An introduction to Moessner’s theorem and Moessner’s sieve

prerequisites: Basic knowledge of functional programming

1. Introduction

The goal of this post is to introduce and formalize Moessner’s theorem and Moessner’s sieve.

The post is structured as follows. In Section 2, we introduce the basics of Moessner’s theorem and Moessner’s sieve. Afterwards, we discuss some of the generalizations of Moessner’s theorem in Section 3, and finally implement Moessner’s sieve in Section 4. The post is concluded in Section 5.

2. Moessner’s theorem and Moessner’s sieve

Moessner’s theorem was originally conjectured by Alfred Moessner in 1951¹ and subsequently proved by Oskar Perron² – less than a year after its initial publication. Moessner’s theorem states that given an initial sequence of positive natural numbers,

\[\begin{equation*} 1, 2, 3, \dots, \end{equation*}\]

and a natural number \(k \ge 2\) we obtain the result sequence of successive powers,

\[\begin{equation} \tag{1}\label{intro-sequence-of-successive-powers} 1^k, 2^k, 3^k, \dots, \end{equation}\]

when performing the following procedure:

Drop every \(k\)th element of the inital sequence,
partially sum the remaining elements into a new sequence, and
decrease \(k\) by \(1\).

The above procedure is repeated if \(k > 1\) and stops if \(k = 1\). We name the procedure Moessner’s sieve³ and call \(k\) the rank of the sieve.

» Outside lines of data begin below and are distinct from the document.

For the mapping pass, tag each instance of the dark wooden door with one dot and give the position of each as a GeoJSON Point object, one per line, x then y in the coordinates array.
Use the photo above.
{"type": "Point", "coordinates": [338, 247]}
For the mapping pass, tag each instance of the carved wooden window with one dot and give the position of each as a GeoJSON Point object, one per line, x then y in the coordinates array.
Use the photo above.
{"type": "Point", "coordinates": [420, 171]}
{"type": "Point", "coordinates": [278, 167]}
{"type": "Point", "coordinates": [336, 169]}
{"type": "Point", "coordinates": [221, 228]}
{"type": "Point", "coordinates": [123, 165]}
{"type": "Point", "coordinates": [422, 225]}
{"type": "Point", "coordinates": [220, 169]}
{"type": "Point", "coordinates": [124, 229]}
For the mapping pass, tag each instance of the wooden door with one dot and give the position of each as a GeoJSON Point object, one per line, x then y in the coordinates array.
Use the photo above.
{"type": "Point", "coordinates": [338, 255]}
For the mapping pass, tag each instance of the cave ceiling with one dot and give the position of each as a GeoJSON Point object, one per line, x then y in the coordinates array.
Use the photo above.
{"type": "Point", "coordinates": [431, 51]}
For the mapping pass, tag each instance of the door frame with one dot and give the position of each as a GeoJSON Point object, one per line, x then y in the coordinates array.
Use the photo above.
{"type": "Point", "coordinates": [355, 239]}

In order to illustrate Moessner’s theorem we go through its most basic example, where we apply Moessner’s sieve of rank \(k = 2\) on the initial sequence of positive natural numbers,

\[\begin{equation*} \begin{array}{*{7}{r}} 1 & 2 & 3 & 4 & 5 & 6 & \dots \\ 1 & & 3 & & 5 & & \dots \\ 1 & & 4 & & 9 & & \dots \end{array} \end{equation*}\]

Here, we start by dropping every \(2\)nd element of the initial sequence, \((2, 4, 6, \dots)\), then partially sum the remaining values, \((1, 3, 5, \dots)\), and obtain a new sequence, \((1, 4, 9, \dots)\). Finally, \(k\) is decreased from 2 to 1 and the procedure stops. As stated by the theorem, the resulting sequence now corresponds to the sequence of squares,

\[\begin{equation*} 1^2, 2^2, 3^2, \dots. \end{equation*}\]

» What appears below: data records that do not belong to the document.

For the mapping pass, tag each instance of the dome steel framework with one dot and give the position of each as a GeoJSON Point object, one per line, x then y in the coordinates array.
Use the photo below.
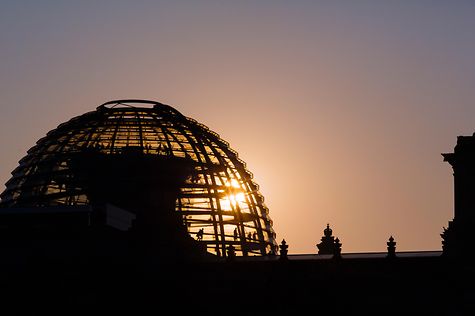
{"type": "Point", "coordinates": [218, 201]}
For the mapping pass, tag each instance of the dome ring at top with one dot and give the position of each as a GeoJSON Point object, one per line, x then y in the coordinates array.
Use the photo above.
{"type": "Point", "coordinates": [220, 198]}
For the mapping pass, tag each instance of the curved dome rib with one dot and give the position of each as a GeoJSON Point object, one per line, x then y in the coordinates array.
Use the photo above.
{"type": "Point", "coordinates": [219, 197]}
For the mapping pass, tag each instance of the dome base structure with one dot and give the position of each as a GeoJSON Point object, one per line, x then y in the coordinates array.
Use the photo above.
{"type": "Point", "coordinates": [177, 177]}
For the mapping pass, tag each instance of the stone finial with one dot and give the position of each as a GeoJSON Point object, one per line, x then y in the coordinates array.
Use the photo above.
{"type": "Point", "coordinates": [283, 250]}
{"type": "Point", "coordinates": [391, 248]}
{"type": "Point", "coordinates": [337, 249]}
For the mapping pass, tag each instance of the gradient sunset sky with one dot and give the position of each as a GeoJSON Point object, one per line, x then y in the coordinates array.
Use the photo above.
{"type": "Point", "coordinates": [340, 109]}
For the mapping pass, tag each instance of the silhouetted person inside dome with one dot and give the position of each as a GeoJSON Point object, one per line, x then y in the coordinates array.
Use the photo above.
{"type": "Point", "coordinates": [199, 234]}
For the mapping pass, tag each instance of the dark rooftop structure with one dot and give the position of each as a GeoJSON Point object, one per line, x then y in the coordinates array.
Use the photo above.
{"type": "Point", "coordinates": [137, 154]}
{"type": "Point", "coordinates": [136, 209]}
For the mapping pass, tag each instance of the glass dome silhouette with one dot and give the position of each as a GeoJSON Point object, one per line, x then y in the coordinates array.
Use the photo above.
{"type": "Point", "coordinates": [219, 201]}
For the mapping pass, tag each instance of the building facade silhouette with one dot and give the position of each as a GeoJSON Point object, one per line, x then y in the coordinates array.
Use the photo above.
{"type": "Point", "coordinates": [137, 209]}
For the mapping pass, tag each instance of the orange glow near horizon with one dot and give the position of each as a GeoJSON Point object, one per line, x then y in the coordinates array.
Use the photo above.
{"type": "Point", "coordinates": [340, 110]}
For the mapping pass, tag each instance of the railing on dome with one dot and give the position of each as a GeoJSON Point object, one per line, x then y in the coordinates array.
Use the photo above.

For the remainder of this post, we contract the dropping and partial summing of Moessner’s sieve into a single step and mark the dropped elements by making them boldface. Using this notation, the above example becomes,

\[\begin{equation*} \begin{array}{*{13}{r}} 1 & \textbf{2} & 3 & \textbf{4} & 5 & \textbf{6} & 7 & \textbf{8} & 9 & \textbf{10} & 11 & \textbf{12} & \dots \\ 1 & & 4 & & 9 & & 16 & & 25 & & 36 & & \dots \end{array} \end{equation*}\]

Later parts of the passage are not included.